P.S. - just checked and the 8801 is a Benq 1650 and it’s an easy crossflash to 1650 firmware. To crossflash, download the program BQFlasher and use it to flash a 1650 firmware to your 8801. It will improve the performance and add a lot of additional features that are available for Benq drives. The latest firmware for the 1650 is BCIC.


#17

Wow - thanks folks! You guys know so much! A lot of what you’re saying is going over my head right now (I have a cold in addition to this all being new to me) but I did take the disk and put it in another dvd player (a Mustek FREEBIE from Comcast cable) and it worked. Our other player is one of the first DVD/VCR combos that Samsung made, but I never thought of it as old. LOL

Nice to hear Dell put in a decent burner! Thanks for checking on that scoobiedoobie.

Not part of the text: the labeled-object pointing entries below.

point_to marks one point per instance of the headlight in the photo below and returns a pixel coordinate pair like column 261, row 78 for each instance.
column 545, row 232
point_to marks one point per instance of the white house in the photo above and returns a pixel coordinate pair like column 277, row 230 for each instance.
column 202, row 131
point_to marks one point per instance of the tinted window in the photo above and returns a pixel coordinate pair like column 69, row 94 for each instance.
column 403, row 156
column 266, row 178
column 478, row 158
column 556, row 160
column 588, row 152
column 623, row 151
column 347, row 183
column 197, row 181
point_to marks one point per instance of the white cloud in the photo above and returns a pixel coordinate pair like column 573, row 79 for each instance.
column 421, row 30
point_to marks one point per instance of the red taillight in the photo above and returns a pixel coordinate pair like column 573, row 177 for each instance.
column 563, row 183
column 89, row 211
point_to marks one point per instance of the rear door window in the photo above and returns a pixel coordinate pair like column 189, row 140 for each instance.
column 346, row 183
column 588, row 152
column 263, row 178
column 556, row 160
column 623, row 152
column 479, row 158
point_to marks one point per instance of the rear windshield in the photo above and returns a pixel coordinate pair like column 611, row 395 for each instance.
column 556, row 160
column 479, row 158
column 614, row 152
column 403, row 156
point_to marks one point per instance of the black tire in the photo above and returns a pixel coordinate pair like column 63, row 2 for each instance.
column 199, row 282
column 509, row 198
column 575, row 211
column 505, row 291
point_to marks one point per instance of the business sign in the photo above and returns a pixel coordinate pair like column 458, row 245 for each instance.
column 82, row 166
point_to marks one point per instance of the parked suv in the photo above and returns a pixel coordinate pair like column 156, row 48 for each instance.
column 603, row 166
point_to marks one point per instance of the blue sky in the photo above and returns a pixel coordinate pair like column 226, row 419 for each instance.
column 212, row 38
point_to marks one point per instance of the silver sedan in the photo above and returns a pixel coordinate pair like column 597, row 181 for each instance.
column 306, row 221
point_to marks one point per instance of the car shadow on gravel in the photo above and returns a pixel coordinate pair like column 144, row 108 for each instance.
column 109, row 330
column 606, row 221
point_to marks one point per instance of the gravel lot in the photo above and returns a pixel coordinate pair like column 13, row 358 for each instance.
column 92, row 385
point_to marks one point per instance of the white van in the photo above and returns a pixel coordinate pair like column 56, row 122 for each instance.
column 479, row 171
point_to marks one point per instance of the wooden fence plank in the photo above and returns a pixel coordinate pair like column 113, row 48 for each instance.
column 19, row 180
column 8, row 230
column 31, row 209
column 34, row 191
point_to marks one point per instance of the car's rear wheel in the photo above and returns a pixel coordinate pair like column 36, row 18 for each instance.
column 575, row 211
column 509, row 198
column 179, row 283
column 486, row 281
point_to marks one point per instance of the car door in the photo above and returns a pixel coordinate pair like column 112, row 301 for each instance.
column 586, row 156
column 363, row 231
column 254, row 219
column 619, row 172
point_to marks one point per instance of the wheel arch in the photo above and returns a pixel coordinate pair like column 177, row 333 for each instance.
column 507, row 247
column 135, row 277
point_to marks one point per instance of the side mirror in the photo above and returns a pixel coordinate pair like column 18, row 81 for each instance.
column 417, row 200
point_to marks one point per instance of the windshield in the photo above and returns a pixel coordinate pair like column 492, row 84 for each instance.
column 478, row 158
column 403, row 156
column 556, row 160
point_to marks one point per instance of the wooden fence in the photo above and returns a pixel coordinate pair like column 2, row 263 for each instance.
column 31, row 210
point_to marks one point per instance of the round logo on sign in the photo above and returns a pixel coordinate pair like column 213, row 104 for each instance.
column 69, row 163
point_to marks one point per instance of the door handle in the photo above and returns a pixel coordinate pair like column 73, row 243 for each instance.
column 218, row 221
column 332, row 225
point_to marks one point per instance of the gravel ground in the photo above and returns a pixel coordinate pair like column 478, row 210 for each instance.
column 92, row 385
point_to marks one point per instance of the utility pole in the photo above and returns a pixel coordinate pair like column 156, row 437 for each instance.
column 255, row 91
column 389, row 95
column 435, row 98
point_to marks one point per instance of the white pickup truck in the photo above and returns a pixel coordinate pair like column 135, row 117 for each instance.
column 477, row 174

I had some disks I’d borrowed from a friend previously that they had burned and I learned then that my dvd player didn’t work with +r only -r.


#18

My player that’s picky with -R, whether it be great -R discs or poor ones, is also an older Samsung. So I’d say it’s that much more likely that it’s just a picky player.

As I said above, if you crossflash your drive it will help a lot, Benq firmware offers a lot of advantages (bitsetting, SolidBurn, overspeeding of media, faster read speeds, advanced testing of your discs for their burn quality, etc). One of the things that you’ll be able to do is ‘bitset’ +R discs, in simple terms bitsetting allows you to burn +R discs in a way that players are tricked into seeing them as pressed, commercial DVD-ROM discs. This increases the likelyhood of proper playback of +R discs on standalone players. -R media cannot be bitset. If you decide to crossflash, just look in the Benq burner forum and search for the main BQFlasher thread.